上記の本を読むとシンプルに書いてあります。全資産を4分割して、それぞれ以下の4つの資産で保有するというものです。
- 米国株:25%
- 長期米国国債:25%
- キャッシュ:25%
- 金:25%
これら4つの資産は、経済の上昇時と下降時に別の値動きをするために、経済状況のあらゆる面でリスクを最小化します。
そして、このパーマネントポートフォリオは年に1回資産配分を見直します。つまりリバランスです。各資産で35%を超えたものがあったときに、その分を売却して資産を4等分(つまり25%)に戻していきます。
これで、リスク回避しながら資産形成が実際にできているのでしょうか?
2.パーマネントポートフォリオの実際の値動き
資産がどのように変化してきたのか、1972年からのポートフォリオの成績を見てみたいと思います。

パーマネントポートフォリオでは、実質リターン(Real Returns)が4.9%となっています。40年間平均の年間実質リターンが4.9%であるのは極めて成績のよいポートフォリオであることが分かります。
こうした実績が説得力を増します。
3.パーマネントポートフォリオの作り方(ETFで作る)
それでは、どうやってこの
パーマネントの資産配分を実現するためには、低コストなインデックスファンドETFを利用するのが一番簡単です。今はどこの証券会社でも海外のインデックスETFを買えます。具体的には以下の銘柄を購入するのが良いと思います。
- 株:IVV、VTI、SPY
- S&P500と連動したものや米国の株式全体の指数と連動したもの
- 長期債権:TLT
- 25年以上の長期国債
- 金:IAU、GLD(このうちどれか)
- iSharesかStreetTracksのETF
- キャッシュ:SHV
- 償還期限の短い国債(T-bill)と連動している短期国債ETF
4.まとめ
パーマネントポートフォリオは、資産を4分割して半分を、金とキャッシュで保有しています。いろいろな意見があるかと思いますが、半分は安全資産で構成されているといってよいかと思います。

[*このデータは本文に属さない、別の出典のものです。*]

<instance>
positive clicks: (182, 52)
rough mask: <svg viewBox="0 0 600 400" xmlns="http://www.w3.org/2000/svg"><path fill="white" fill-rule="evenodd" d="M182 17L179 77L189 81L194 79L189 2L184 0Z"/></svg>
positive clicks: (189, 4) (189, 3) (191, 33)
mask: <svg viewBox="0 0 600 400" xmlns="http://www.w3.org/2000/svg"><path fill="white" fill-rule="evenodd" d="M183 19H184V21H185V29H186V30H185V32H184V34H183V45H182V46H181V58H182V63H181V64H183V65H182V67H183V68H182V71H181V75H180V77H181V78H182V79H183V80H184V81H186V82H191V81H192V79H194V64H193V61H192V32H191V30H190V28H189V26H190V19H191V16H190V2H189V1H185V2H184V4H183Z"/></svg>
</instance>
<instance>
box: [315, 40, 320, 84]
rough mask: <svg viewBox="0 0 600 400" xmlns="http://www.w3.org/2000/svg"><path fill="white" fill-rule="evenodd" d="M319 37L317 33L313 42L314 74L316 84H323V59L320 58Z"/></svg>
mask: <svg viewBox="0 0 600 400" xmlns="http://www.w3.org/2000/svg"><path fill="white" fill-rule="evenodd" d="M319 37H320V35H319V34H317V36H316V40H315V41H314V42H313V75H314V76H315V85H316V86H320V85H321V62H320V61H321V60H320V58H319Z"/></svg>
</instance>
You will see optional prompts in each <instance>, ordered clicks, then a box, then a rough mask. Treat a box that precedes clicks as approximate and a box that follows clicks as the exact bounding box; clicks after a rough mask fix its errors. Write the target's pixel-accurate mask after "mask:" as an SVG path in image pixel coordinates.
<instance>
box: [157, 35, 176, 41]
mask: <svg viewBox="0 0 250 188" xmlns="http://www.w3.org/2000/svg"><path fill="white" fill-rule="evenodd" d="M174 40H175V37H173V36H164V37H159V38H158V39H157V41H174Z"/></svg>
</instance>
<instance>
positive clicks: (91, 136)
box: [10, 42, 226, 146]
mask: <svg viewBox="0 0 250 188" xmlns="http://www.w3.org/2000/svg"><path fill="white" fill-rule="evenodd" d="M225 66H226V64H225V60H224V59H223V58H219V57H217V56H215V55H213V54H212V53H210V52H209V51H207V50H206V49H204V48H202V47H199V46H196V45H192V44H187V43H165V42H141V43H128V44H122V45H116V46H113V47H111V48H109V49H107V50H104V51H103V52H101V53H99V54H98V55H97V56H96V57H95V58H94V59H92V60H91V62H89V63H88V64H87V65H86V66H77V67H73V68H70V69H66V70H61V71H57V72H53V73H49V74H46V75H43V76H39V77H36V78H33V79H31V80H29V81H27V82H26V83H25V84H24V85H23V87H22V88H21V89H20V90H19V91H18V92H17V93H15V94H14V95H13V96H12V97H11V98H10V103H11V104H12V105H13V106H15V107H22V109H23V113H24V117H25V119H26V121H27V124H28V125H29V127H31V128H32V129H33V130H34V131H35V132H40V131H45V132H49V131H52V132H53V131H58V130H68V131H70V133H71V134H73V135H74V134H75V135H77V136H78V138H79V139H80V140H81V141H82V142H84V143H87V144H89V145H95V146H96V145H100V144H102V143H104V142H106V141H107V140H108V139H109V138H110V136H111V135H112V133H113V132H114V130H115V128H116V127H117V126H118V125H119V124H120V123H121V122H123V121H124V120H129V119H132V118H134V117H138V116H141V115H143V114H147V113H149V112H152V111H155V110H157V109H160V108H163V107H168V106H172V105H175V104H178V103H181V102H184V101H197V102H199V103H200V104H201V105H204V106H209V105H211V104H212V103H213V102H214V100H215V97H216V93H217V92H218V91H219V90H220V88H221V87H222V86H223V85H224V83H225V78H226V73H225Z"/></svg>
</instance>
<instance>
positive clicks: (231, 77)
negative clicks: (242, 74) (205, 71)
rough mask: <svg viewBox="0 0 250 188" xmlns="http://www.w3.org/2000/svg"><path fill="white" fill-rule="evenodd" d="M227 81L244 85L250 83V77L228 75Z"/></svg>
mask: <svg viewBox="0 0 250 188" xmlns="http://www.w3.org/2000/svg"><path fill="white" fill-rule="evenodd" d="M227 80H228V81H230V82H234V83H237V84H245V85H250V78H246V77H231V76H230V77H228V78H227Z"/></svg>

あと半分を株式と長期国債に2分割しています。長期国債は、経済状況が良くないときに価格を上昇させる資産となります。また、経済の繁栄期には安定したリターンがあります。
そう考えると、実質のリスク資産は株式だけです。その意味ではパーマネントポートフォリオはかなり保守的な資産管理といえます。
しかし、この保守的で資産をしっかり守る姿を見せていながら実際の成績もかなり良いのが特徴です。
5.最後に
基本的なポートフォリオの枠組みとして、パーマネントポートフォリオを採用しておき、その他にJ-リートや他の資産に分散していくのがひとつのやり方と思います。J-リートにご興味のある方も、その前にぜひパーマネントポートフォリオもチェックしてみてください。